WATCH: Kate Middleton makes heartfelt plea to parents in new mental health campaign video
The Duchess of Cambridge has made her first public appearance of sorts since her pregnancy announcement - launching a national mental health campaign with a video message.
The message, recorded before last week's announcement that Kate is expecting her third child, supports an initiative that aims to equip primary school children with the confidence to talk about their feelings or listen to friends when they need a sympathetic ear.
Kate is backing the You're Never Too Young To Talk Mental Health campaign run by the Anna Freud National Centre for Children and Families, which she supports as patron.
As part of the initiative, the Duchess has also written the introduction to a leaflet to help parents and carers start conversations with their children about mental health.
In the pamphlet, Kate says: "As parents, we all want our children to have the best possible start in life. Encouraging children to understand and be open about their feelings can give them the skills to cope with the ups and downs that life will throw at them as they grow up.
"It's important that our children understand that emotions are normal and that they have the confidence to ask for help if they are struggling."
The Duchess' video message is an introduction to an animated film, co-produced by children and teachers, which takes youngsters through different mental health scenarios and how they can cope if they have problems.

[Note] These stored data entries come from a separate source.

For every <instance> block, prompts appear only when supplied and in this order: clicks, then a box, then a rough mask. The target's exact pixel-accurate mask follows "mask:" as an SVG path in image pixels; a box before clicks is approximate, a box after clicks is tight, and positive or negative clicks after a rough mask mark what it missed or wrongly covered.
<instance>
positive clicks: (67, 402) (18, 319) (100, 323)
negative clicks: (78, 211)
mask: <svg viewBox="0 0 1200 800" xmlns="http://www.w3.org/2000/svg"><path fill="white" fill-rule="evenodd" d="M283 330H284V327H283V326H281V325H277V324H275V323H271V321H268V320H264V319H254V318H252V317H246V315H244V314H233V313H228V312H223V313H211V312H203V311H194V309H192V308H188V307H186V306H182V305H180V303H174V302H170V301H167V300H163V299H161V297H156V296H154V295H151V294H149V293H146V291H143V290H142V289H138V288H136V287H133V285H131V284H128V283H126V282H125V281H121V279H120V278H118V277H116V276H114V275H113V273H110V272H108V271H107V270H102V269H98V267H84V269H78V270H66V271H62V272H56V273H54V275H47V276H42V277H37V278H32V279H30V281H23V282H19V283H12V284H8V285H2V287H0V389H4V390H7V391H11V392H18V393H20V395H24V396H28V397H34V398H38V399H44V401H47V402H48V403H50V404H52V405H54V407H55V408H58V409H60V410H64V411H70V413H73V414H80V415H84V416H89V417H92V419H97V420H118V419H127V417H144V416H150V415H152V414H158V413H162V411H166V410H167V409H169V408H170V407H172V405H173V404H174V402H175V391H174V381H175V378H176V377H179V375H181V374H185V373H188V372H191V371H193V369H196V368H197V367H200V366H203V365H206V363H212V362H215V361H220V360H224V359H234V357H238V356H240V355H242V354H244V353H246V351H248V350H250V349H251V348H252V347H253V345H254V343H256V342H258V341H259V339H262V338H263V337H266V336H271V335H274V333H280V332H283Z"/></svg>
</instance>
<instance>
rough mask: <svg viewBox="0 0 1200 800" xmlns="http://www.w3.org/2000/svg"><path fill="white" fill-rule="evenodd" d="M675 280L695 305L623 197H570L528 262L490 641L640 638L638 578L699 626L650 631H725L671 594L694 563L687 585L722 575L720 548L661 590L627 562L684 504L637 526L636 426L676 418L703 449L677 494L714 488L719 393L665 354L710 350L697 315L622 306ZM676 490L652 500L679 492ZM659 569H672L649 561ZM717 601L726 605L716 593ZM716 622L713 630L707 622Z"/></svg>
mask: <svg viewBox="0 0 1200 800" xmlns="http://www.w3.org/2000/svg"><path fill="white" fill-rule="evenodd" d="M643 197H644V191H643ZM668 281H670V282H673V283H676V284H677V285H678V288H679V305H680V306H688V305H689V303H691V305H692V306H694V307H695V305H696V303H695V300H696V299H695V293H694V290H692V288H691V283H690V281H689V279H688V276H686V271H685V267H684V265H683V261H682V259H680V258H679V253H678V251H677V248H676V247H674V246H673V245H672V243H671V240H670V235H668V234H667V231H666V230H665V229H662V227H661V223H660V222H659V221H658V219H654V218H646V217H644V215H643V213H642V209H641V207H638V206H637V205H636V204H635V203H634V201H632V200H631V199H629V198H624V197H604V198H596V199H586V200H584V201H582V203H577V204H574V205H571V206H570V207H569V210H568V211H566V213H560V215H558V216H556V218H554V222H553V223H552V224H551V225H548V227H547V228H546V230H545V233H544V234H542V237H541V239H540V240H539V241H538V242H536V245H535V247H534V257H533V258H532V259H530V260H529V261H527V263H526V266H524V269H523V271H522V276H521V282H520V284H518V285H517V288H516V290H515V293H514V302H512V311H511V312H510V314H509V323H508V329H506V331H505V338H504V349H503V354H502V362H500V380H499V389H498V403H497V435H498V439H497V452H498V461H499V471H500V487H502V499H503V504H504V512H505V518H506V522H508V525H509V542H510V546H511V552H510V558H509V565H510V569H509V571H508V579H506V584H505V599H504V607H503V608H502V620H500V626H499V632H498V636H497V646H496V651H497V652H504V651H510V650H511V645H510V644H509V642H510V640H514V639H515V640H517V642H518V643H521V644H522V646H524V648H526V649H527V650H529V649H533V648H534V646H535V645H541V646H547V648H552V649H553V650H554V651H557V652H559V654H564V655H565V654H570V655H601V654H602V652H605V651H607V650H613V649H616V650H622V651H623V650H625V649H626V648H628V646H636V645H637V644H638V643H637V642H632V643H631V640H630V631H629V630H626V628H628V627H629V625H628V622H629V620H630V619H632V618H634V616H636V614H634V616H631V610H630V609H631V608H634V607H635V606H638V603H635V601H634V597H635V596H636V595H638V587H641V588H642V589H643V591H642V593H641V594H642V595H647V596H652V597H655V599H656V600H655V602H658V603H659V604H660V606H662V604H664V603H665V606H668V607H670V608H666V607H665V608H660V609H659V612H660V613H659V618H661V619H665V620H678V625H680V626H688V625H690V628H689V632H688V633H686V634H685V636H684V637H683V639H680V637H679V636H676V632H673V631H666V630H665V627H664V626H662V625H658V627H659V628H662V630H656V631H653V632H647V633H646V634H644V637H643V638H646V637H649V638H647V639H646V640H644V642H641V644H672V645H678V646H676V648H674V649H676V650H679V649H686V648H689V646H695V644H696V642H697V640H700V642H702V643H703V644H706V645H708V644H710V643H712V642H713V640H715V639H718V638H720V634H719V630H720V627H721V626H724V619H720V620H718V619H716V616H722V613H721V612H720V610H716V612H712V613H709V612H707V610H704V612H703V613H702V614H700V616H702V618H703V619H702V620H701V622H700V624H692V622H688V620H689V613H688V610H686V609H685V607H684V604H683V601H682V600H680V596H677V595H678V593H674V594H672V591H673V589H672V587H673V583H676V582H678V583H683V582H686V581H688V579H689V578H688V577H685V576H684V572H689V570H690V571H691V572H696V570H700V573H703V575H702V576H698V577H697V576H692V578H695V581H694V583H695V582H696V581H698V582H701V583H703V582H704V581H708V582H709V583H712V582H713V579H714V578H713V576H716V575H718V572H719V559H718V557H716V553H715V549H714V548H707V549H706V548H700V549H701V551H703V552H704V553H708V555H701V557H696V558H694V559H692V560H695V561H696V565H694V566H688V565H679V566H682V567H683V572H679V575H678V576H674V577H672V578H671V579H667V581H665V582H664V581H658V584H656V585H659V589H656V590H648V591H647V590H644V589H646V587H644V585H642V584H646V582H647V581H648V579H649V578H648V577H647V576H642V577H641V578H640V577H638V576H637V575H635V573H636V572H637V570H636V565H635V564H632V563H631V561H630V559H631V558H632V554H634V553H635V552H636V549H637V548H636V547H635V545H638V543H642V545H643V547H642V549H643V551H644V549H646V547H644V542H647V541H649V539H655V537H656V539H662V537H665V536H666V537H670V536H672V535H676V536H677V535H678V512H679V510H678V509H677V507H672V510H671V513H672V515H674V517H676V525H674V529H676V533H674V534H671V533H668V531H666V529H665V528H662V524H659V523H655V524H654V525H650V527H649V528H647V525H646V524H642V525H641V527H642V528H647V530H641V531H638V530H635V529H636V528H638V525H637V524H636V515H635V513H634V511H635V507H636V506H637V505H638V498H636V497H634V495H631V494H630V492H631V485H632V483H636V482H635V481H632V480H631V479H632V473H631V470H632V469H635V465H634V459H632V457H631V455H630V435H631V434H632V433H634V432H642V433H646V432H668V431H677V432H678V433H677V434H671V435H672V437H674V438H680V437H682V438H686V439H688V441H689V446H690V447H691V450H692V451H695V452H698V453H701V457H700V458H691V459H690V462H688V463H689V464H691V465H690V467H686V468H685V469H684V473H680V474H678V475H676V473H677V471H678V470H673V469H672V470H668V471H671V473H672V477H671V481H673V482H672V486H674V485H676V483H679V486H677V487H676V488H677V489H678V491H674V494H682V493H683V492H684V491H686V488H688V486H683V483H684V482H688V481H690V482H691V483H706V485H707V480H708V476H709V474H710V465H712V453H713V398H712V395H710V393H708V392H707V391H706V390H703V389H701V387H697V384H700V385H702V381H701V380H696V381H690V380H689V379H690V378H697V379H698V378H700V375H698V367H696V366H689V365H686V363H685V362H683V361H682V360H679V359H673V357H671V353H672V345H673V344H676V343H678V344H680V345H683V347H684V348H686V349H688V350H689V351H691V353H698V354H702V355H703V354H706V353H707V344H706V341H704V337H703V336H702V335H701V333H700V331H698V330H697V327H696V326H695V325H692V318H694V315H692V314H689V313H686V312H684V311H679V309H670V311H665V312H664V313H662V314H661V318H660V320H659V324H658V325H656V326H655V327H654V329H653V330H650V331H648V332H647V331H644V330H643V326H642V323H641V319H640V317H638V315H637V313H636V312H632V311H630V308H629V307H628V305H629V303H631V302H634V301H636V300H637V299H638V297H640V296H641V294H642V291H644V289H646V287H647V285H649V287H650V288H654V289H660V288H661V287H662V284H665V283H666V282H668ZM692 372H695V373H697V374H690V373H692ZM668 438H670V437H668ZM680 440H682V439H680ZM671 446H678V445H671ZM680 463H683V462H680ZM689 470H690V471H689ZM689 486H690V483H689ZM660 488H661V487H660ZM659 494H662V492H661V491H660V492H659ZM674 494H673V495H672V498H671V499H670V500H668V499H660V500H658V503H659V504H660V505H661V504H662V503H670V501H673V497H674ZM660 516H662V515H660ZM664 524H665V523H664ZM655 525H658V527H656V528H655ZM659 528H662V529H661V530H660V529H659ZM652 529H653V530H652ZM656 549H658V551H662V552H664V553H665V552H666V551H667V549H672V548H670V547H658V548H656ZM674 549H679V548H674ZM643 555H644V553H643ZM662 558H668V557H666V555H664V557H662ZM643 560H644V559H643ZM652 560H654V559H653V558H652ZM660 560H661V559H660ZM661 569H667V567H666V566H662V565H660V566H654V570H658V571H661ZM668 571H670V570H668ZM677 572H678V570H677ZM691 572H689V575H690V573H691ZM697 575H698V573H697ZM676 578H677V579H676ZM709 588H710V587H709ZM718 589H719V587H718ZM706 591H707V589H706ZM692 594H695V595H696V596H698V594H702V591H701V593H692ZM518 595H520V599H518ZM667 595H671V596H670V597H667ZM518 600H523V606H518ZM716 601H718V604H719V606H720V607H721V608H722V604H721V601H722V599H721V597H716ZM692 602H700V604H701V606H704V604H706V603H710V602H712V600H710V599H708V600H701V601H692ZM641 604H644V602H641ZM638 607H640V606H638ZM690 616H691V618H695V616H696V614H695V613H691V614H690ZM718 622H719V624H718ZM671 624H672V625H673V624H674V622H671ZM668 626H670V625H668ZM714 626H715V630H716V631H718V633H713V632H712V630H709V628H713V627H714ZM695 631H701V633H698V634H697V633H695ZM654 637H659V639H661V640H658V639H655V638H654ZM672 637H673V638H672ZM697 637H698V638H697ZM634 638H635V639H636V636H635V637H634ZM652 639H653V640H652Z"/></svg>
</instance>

In the footage, Kate says about the animated film: "It helps us all talk about our mental health, what to say and who to talk to when we have feelings that are too big to manage on our own, and how to listen and help if one of our friends is finding things difficult."
The Anna Freud centre is named after the pioneer of child psychoanalysis - and daughter of the famous psychoanalyst Sigmund Freud - who was instrumental in its creation.
She set up the Hampstead War Nurseries in 1941 in response to the social and emotional upheaval faced by children in wartime, and over the decades it developed into a centre of teaching and research and a major service provider.
The centre said research has shown half of all lifetime mental health problems start by the age of 14 and 20% of adolescents may experience a mental health problem in any given year.
Professor Peter Fonagy, the institution's chief executive, said: "One of the most effective things we can do is to give children the language they need to discuss mental health and encourage them to have open conversations at home and at school.
"Helping children identify problems that they or their friends are having is the first step towards resolving those problems.
"If we can help children who are struggling with their feelings or experiences, they will be happier and perform better at school."